O Sing unto the Lord by Andrew Gant
Author:Andrew Gant
Language: eng
Format: epub
Publisher: Profile
Part of one of Handel’s several settings of As Pants the Hart. The words are from Tate and Brady’s ‘new’ version of the psalter, the music, unusually for Handel, is for voices and ‘continuo’ alone, without orchestra. The ‘ground bass’ is another unusual feature: a tribute to his predecessor at the Chapel Royal, Henry Purcell, perhaps? A delicious touch of theatricality intrudes in the interjections of the chorus, as if from behind a pillar: ‘where is now thy God?’
Almost all of Handel’s sacred music required an orchestra. This added colour, certainly, but also length and expense, aspects which by no means went unremarked in his day. Among the Chapel Royal music is a setting of the psalm-text As Pants the Hart, which avoids these problems by casting the accompaniment for organ alone, with a cello doubling the bass, an arrangement known as a ‘continuo’ anthem.
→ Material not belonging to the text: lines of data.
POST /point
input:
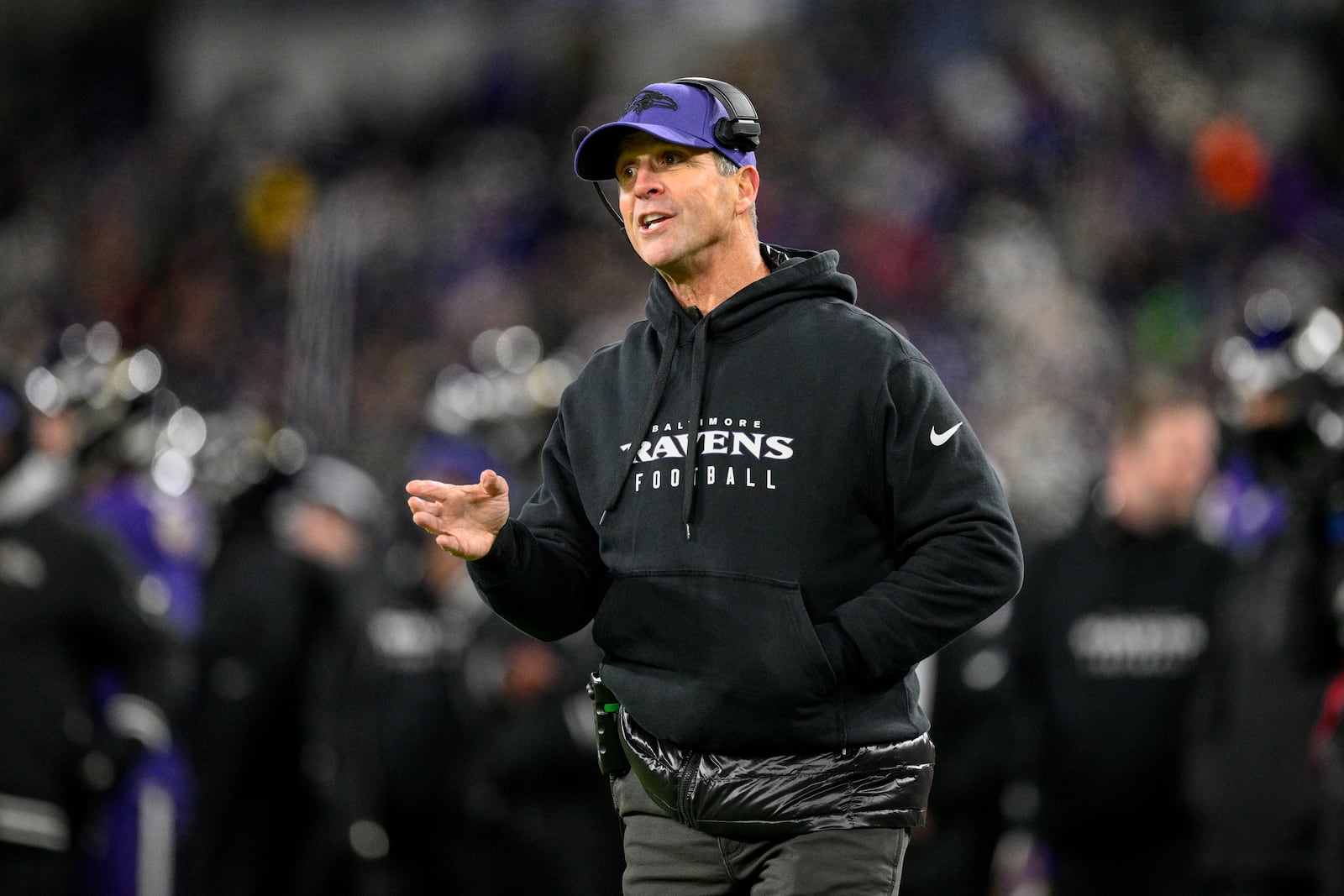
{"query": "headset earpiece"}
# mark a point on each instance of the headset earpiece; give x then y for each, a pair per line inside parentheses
(741, 130)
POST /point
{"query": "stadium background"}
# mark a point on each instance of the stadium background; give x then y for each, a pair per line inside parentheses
(360, 221)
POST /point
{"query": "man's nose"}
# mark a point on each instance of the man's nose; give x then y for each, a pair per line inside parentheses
(645, 181)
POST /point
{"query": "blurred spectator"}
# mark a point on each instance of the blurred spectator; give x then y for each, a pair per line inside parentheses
(537, 813)
(1268, 673)
(268, 817)
(1108, 634)
(67, 614)
(316, 208)
(965, 691)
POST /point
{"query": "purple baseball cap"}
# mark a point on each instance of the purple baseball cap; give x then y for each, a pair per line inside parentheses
(679, 113)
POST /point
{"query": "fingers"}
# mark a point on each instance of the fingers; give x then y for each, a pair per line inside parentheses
(494, 483)
(429, 490)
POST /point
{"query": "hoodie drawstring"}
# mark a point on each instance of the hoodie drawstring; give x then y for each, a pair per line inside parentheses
(660, 380)
(698, 367)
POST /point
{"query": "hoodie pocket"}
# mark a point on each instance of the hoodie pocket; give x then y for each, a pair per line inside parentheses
(718, 661)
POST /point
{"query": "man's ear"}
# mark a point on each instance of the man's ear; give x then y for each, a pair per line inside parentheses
(749, 184)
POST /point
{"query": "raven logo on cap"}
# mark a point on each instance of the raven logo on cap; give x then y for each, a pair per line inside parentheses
(651, 100)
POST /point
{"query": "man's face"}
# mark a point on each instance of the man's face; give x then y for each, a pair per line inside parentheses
(678, 208)
(1176, 454)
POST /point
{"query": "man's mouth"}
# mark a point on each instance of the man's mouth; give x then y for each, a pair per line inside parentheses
(651, 221)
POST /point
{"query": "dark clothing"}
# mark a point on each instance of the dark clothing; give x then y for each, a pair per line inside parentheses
(967, 692)
(669, 859)
(264, 611)
(1254, 793)
(66, 617)
(1108, 634)
(770, 515)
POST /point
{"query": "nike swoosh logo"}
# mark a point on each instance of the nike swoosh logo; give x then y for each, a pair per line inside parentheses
(938, 438)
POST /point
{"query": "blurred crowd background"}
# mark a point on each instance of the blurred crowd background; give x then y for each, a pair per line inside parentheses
(320, 248)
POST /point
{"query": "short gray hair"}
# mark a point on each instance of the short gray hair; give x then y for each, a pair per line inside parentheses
(727, 167)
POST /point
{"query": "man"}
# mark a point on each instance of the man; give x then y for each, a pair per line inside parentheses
(1109, 631)
(69, 626)
(770, 510)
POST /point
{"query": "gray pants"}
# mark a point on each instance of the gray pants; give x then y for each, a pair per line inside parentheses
(664, 857)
The scholar Donald Burrows has forensically filleted Handel’s settings of this text and identified no fewer than five separate versions (though even something as apparently straightforward as counting them is complicated by Handel’s habit of borrowing and reworking music from one to another, making it difficult sometimes to say where a ‘version’ of an existing piece turns into a discrete new work). But, whatever its parentage, the Chapel Royal setting works beautifully. Intriguingly, Handel combines parts of Tate and Brady’s metrical rendering of this psalm from their New Version of the Psalms of David, still something of a novelty, with the ‘prose’ text from the Book of Common Prayer, allowing the measured elegance of enlightenment verse to flow seamlessly into something more impassioned and earthy, just as the music moves from suspension-laden chorus to solo and duet and back again. The piece is in several short sections (not really ‘movements’), including a charming little accompanied recitative for treble solo, with a written-out right-hand part for the organ, like a mini-symphony. It’s a delightful piece. When modern church choirs perform Handel’s music, organists often find themselves wrestling with the problem of how to adapt an orchestral conception for voices and organ. Here, Handel set out to solve that problem himself – and succeeded.
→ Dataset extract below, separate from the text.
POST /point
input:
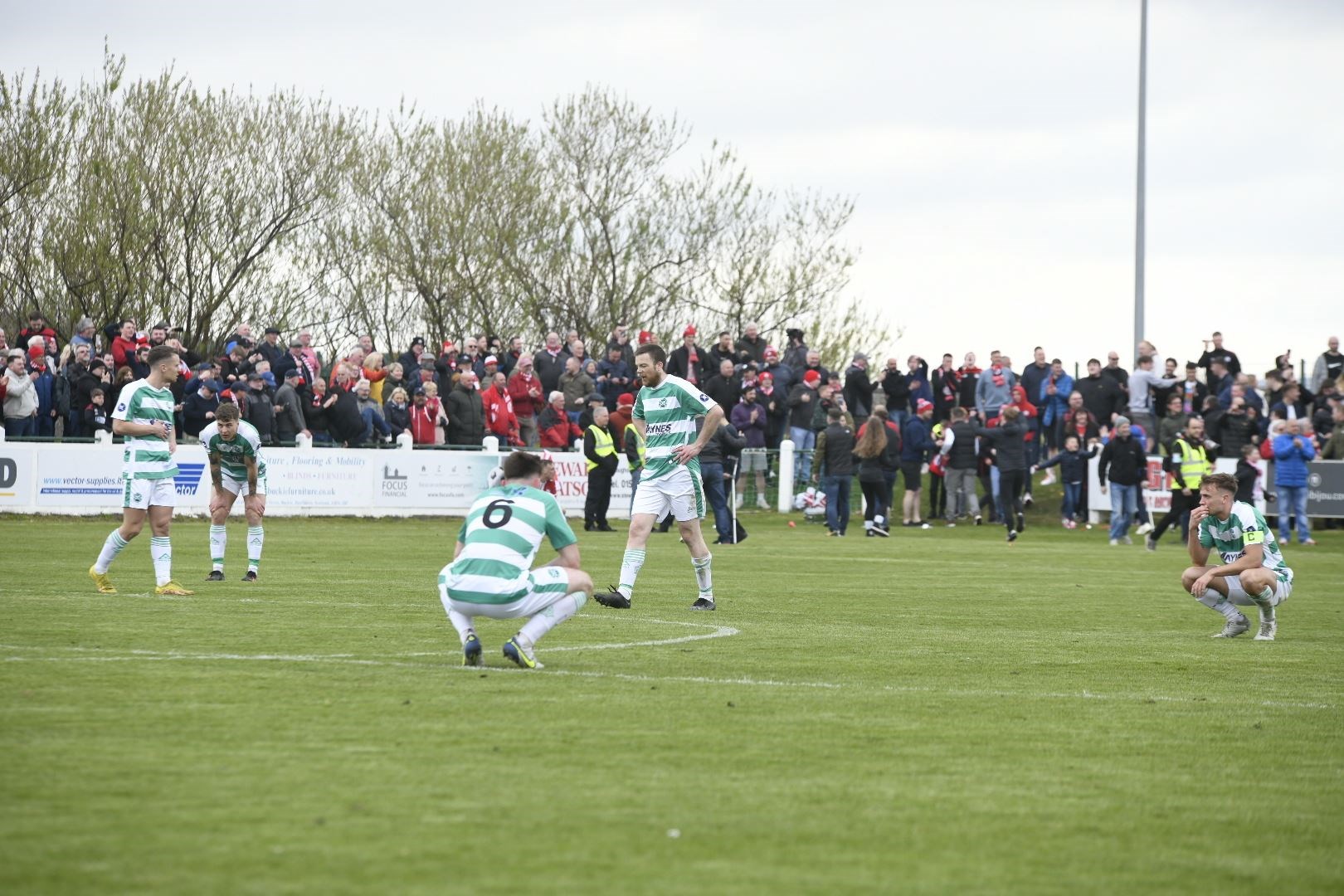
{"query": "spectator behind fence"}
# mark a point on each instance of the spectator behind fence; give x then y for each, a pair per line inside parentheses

We have noted before that the presence of a great genius tends to make everyone else look a bit like also-rans. In the age of Purcell this may have been unfair on everyone else. In the age of Handel it probably wasn’t. England’s own Georgian composers were a bit like their Hanoverian masters: competent, admirable, and generally a bit dull.
In the first quarter of the eighteenth century William Croft continued to preside as the best Handelian who wasn’t Handel. He wrote much of the music for the coronation of George I in 1715, which indicates what a forgettable occasion it was, at least as far as the music was concerned. Croft’s most enduring music is his Funeral Sentences, written to provide a complete prayer-book burial service when sung alongside the single movement left by Henry Purcell, and the hymn tune ‘St Anne’, sung to the psalm-paraphrase ‘O God, our Help in Ages Past’ by his near-contemporary Isaac Watts.